(写真・神奈川新聞)

 

神奈川県鎌倉市が江ノ島電鉄鎌倉駅で実施した、沿線住民らの利用を優先する社会実験について、アンケートに回答した住民らの9割が継続を希望していることが、市のまとめで分かった。8割近くが市などの試みを有意義と回答。住民らを優先入場させることに、観光客も8割近くが理解を示した。

 

社会実験はゴールデンウイーク中の5月3、4の両日、実施。駅構外に乗車待ちの列ができた場合、長谷-腰越間に在住、在勤、在学する人が市発行の証明書を提示すれば、駅構内の列の最後尾に優先して並ぶことができる。

 

市によると、沿線住民ら1471人が事前に申し込んだ。地域別では稲村ガ崎(326人)、七里ガ浜東(262人)、極楽寺(226人)が多かった。

 

2日間で、構外まで列ができたのは、4日午前11時ごろから午後5時ごろまで。最大約100メートルまで延び、85人が証明書を利用して入場した。これにより、待ち時間を最大約20分、短縮することができた。

 

市は証明書を発行する際、アンケート用紙も配布。5月末までに、189人が回答した。

 

社会実験を「とても有意義」と感じたのは81人で、「有意義」と合わせると、計134人が肯定的に受け止めた。「あまり有意義でない」は31人だった(有効回答数173人)。

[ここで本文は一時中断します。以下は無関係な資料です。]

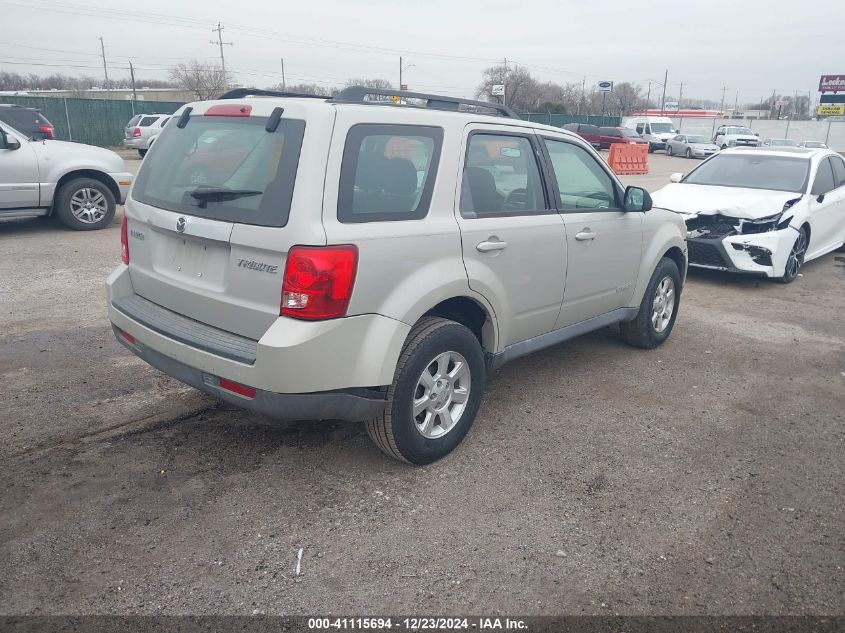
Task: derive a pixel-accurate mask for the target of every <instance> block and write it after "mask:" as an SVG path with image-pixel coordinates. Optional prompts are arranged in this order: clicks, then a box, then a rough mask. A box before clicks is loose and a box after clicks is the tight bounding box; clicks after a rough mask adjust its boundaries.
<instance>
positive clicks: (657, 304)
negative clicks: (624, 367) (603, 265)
mask: <svg viewBox="0 0 845 633" xmlns="http://www.w3.org/2000/svg"><path fill="white" fill-rule="evenodd" d="M680 301H681V273H680V272H679V271H678V265H677V264H676V263H675V262H674V261H673V260H671V259H669V258H668V257H664V258H663V259H661V260H660V262H658V264H657V267H656V268H655V269H654V273H652V275H651V279H650V280H649V282H648V286H647V287H646V291H645V294H644V295H643V300H642V302H640V310H639V312H637V316H636V317H634V319H633V320H632V321H625V322H623V323H620V324H619V328H620V330H621V332H622V339H623V340H624V341H625V342H626V343H628V344H629V345H633V346H634V347H640V348H642V349H654V348H655V347H657V346H658V345H661V344H662V343H663V342H664V341H666V339H667V338H669V335H670V334H671V333H672V328H674V327H675V319H677V318H678V305H679V304H680Z"/></svg>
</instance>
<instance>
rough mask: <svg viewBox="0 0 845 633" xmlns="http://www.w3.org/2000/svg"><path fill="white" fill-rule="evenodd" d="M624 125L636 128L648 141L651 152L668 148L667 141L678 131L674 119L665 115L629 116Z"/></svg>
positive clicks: (624, 122)
mask: <svg viewBox="0 0 845 633" xmlns="http://www.w3.org/2000/svg"><path fill="white" fill-rule="evenodd" d="M623 125H624V126H625V127H627V128H629V129H632V130H635V131H636V132H637V134H639V135H640V136H642V137H643V138H644V139H645V140H646V141H648V149H649V151H650V152H654V151H656V150H658V149H666V143H667V141H669V139H671V138H672V137H673V136H675V135H676V134H677V133H678V131H677V130H676V129H675V124H674V123H672V119H670V118H669V117H665V116H637V117H628V118H627V119H625V121H624V122H623Z"/></svg>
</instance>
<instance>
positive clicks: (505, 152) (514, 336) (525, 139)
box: [456, 124, 566, 349]
mask: <svg viewBox="0 0 845 633" xmlns="http://www.w3.org/2000/svg"><path fill="white" fill-rule="evenodd" d="M540 156H541V154H540V149H539V146H538V141H537V138H536V136H535V135H534V133H533V132H532V131H530V130H526V129H525V128H521V127H516V126H508V125H485V124H471V125H469V126H467V128H466V133H465V135H464V146H463V164H462V165H461V172H460V174H461V179H460V182H461V187H460V195H459V200H458V209H457V213H456V217H457V220H458V225H459V227H460V231H461V242H462V249H463V258H464V264H465V266H466V271H467V276H468V278H469V285H470V288H472V289H473V290H475V291H476V292H478V293H480V294H482V295H483V296H484V297H485V298H486V299H487V300H488V301H489V302H490V303H491V304H492V305H493V309H494V310H495V312H496V320H497V322H498V325H499V347H500V349H501V348H504V347H506V346H508V345H512V344H514V343H518V342H520V341H524V340H526V339H529V338H532V337H534V336H538V335H540V334H545V333H546V332H549V331H551V330H552V329H553V327H554V325H555V321H556V320H557V316H558V312H559V311H560V304H561V301H562V299H563V287H564V284H565V280H566V234H565V232H564V226H563V221H562V219H561V217H560V215H559V214H558V213H557V211H556V210H555V208H554V204H553V203H552V201H551V194H550V188H549V186H548V183H547V182H546V178H545V177H544V174H543V171H542V169H541V163H540V160H539V159H540Z"/></svg>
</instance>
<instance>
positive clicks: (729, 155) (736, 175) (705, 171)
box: [682, 154, 810, 193]
mask: <svg viewBox="0 0 845 633" xmlns="http://www.w3.org/2000/svg"><path fill="white" fill-rule="evenodd" d="M809 168H810V161H809V160H807V159H806V158H798V157H796V158H793V157H791V156H789V157H787V156H761V155H760V154H717V155H716V156H714V157H713V158H711V159H710V160H708V161H706V162H704V163H702V164H701V165H700V166H699V167H698V168H697V169H695V170H693V171H692V172H691V173H690V174H689V175H688V176H687V177H686V178H684V179H683V181H682V182H685V183H688V184H691V185H713V186H719V187H747V188H749V189H771V190H773V191H794V192H796V193H802V192H803V191H804V189H805V188H806V186H807V172H808V171H809Z"/></svg>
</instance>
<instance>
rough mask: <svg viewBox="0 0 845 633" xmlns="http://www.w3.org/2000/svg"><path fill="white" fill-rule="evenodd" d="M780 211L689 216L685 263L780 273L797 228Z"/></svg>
mask: <svg viewBox="0 0 845 633" xmlns="http://www.w3.org/2000/svg"><path fill="white" fill-rule="evenodd" d="M782 216H783V213H780V214H777V215H774V216H769V217H767V218H761V219H760V220H746V219H741V218H731V217H727V216H723V215H697V216H690V217H688V218H687V220H686V224H687V246H688V248H689V265H690V266H697V267H699V268H710V269H713V270H725V271H729V272H741V273H758V274H764V275H766V276H767V277H782V276H783V275H784V271H785V269H786V262H787V260H788V259H789V253H790V251H791V249H792V245H793V244H794V243H795V239H796V237H797V236H798V230H797V229H795V228H793V227H791V226H790V221H791V219H792V217H791V216H790V217H789V218H786V219H783V218H782Z"/></svg>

今後については、継続を望む声が150人と有効回答数(161人)の9割を超え、他の駅や、正月など他の時期でも検討するよう求める意見が寄せられた。市は、4日に駅構外で列に並んだ観光客にもアンケートを行い、118人が協力した。

 

「理解できる」または「おおむね理解できる」と回答したのは計90人。「あまり理解できない」「理解できない」は10人だった。鎌倉市内の混雑ぶりについても尋ね、97人が「移動に支障がある」と答えた。

 

アンケート結果について、市は「今後も継続して行えるよう、江ノ電と対応を協議したい」としている。